A few weeks after that I hear sounds of whimpering from the living room. They continued for some time and I thought would go in and watch the dogs play together – after all that’s why we adopted Niki.
There sat upright in the middle of the room was Hunter and his look said it all – a miserable expression that said please help me dad. I still couldn’t see the problem until he went to get up – Niki dived in to latch on to his back leg, biting down on and hanging onto Hunter until he was forced to try and cover his legs again by sitting down. I could see Hunter had a lot more to think about now, like how to avoid being terrorised.
I also noticed what a quick learner Nikki was. One miserable and rainy day I called her for a walk. As usual Hunter was excited and chased his tail in circles in excitement but there was no sign of Niki. I found her on the settee on her back in the submission position wagging her tail – clearly she heard the rain and was not interested. So I enticed her down with a bit of chicken. Next day, there was perfect weather and not a cloud in the sky but there was no Niki when I called for a walk. I found her on the settee on her back and angling for another treat, so I duly obliged and secretly admired her guile.
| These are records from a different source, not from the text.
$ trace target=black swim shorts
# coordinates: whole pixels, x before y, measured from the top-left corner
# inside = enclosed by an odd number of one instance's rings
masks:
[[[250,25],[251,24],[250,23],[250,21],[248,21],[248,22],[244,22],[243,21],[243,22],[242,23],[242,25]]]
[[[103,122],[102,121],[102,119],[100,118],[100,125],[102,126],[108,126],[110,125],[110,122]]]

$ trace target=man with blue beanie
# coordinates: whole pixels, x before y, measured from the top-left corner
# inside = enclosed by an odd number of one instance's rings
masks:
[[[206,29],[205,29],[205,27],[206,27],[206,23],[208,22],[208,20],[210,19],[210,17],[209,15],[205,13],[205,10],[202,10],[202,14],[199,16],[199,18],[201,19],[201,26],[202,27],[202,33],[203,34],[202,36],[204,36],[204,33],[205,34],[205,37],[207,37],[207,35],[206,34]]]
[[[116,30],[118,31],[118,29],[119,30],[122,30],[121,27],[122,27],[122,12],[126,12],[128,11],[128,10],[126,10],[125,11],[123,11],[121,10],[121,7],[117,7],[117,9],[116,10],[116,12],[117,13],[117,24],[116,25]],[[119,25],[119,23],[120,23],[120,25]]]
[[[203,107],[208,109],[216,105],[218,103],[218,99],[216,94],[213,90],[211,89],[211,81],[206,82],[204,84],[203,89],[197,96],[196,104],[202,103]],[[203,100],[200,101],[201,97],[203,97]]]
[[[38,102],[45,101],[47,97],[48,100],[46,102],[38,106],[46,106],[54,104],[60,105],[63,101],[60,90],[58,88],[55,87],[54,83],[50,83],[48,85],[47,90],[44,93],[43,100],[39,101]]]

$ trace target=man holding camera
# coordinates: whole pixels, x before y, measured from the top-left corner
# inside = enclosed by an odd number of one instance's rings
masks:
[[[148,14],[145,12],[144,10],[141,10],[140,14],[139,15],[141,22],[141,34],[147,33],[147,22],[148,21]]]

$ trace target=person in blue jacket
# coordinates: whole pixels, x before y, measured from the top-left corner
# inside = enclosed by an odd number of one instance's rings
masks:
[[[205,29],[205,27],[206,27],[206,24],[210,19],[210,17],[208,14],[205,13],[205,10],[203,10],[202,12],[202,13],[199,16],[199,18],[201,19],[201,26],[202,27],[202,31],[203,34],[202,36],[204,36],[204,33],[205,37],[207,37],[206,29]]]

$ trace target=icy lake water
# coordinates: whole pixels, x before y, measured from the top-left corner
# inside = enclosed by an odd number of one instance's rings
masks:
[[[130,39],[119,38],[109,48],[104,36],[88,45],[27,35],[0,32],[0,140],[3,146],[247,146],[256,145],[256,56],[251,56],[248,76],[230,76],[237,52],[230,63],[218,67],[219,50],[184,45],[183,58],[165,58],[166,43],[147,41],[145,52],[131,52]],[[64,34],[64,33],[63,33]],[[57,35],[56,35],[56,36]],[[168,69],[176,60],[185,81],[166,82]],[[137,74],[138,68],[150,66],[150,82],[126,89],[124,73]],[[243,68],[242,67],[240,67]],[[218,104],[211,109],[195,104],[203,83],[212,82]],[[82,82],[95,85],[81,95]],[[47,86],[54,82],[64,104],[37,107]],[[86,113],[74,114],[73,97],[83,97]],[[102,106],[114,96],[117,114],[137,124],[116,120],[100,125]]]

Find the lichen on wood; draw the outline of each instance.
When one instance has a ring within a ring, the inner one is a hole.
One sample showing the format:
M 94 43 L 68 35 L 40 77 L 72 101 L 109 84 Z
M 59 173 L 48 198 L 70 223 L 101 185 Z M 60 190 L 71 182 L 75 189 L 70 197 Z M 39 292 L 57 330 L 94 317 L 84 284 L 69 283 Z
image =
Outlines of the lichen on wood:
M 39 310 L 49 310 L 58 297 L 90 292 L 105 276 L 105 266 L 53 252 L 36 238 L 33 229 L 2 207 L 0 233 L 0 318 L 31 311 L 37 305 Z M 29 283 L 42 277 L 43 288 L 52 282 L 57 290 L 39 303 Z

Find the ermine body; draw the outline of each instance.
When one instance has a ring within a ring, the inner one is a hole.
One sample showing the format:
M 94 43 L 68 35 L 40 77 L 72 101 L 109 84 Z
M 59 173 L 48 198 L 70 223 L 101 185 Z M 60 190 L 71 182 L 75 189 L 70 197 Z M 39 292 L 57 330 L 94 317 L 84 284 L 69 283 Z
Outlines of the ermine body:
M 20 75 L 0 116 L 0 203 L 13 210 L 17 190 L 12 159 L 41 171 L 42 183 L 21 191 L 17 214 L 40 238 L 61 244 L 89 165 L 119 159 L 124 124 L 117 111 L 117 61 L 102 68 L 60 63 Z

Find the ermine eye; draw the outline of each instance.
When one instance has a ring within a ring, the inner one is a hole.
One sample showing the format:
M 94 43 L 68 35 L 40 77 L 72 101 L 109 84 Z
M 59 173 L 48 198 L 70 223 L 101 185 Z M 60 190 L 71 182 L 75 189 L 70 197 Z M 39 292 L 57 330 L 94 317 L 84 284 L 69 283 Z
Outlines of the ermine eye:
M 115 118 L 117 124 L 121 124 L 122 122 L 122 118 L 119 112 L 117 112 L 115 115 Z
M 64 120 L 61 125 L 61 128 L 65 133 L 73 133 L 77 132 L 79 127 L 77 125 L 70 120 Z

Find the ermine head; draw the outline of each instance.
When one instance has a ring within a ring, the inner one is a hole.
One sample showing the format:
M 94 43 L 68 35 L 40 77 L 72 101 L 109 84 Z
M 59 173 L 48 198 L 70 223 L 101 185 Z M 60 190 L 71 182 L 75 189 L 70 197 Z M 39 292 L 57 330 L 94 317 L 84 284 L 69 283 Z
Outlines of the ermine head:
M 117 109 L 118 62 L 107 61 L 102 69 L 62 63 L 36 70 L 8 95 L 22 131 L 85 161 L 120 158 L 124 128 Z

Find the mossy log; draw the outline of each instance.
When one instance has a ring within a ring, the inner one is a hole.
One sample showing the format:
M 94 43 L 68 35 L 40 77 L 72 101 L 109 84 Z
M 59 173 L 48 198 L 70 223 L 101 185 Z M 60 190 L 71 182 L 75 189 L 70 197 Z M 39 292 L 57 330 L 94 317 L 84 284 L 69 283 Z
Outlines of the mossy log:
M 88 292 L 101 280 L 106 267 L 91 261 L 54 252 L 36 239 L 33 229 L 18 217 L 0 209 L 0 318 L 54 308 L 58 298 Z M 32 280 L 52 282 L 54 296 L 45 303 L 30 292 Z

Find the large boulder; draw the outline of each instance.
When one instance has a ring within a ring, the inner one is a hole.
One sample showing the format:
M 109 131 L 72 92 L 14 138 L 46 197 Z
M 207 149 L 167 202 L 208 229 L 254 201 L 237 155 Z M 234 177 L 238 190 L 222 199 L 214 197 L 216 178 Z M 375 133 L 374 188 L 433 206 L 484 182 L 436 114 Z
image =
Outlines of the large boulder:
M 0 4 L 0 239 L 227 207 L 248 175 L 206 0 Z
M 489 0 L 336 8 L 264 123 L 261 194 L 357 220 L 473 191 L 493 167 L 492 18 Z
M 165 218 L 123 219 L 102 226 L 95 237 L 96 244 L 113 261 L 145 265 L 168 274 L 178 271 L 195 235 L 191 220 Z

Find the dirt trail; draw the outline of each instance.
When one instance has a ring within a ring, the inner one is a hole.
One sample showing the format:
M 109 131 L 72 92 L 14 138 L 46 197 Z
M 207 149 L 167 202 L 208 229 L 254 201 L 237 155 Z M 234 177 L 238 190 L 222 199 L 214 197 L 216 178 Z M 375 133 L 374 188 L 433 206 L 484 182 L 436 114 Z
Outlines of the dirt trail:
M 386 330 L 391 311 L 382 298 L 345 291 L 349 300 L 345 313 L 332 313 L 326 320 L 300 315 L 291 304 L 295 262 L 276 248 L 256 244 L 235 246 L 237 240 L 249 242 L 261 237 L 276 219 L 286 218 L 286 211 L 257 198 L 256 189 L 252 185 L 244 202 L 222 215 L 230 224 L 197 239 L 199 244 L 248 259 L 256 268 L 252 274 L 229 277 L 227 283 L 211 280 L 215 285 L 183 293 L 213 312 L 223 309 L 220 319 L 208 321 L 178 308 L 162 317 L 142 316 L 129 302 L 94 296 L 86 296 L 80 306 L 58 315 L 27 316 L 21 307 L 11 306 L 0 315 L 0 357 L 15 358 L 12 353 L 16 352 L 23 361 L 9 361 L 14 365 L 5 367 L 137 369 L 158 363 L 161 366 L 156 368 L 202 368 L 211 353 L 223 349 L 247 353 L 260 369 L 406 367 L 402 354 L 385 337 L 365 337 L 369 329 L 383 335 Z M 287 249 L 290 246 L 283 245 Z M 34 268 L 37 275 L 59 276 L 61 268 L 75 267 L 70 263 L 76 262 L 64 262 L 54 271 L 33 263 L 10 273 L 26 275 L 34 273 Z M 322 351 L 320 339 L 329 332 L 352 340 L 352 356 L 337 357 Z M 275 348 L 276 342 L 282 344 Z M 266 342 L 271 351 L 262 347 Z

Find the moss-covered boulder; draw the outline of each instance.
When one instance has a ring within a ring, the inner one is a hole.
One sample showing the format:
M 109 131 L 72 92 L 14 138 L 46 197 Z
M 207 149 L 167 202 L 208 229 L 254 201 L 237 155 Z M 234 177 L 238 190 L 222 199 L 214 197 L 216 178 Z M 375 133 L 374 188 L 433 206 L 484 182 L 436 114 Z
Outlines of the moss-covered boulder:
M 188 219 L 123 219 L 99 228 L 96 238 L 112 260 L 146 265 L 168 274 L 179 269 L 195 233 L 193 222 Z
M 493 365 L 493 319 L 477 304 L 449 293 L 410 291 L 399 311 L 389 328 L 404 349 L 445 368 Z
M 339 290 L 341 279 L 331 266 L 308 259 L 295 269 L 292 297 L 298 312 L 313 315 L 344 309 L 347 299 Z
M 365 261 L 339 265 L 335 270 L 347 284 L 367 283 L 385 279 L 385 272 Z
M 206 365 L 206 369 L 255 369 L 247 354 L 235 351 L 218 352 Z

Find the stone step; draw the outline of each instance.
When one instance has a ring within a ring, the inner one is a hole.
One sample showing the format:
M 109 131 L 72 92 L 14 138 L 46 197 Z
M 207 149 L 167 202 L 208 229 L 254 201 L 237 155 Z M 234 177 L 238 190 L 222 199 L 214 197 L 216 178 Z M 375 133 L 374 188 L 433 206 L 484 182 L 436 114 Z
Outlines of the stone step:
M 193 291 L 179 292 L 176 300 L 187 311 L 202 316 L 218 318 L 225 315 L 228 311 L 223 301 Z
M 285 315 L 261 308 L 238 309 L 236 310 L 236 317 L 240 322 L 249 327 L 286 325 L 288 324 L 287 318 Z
Niki was rapidly moving up the house pecking order and had her sights firmly set on me next – she’d worked out who wore the trousers. She never wanted to be number one after all she could never reach the fridge handle to get at the chicken. Her goal was sharing number two slot with our daughter. She was cool to hang out with when number one (Mum) was watching a boring film with number three (Me), she also took her dinner plate to her room – another good reason to win her over. So one day she simply broke contact with me and remained aloof – visibly only tolerating stroking.
With number one, the tyke moved effortlessly into the role of baby and played those maternal instincts like a harp. Number One cuddles and kisses her and if number three dares intervene for a stroke, snarling teeth appear from under the blanket – and this makes number one feel even more special.
Communication is also now exclusively done through number one – they read each other like a book. The tyke tells number one when she wants a walk and number one turns to me and says “Niki wants a walk”. This is not that straight forward – I have to go to the fridge, get her a bit of chicken and offer that as a reward for something she wants to do anyway. How clever is that?
I am sure a fair few dog owners out there will be rolling their eyes as I once would have as a dog owner, but remember it’s not a dog, it’s a terrier – and they have their own rules.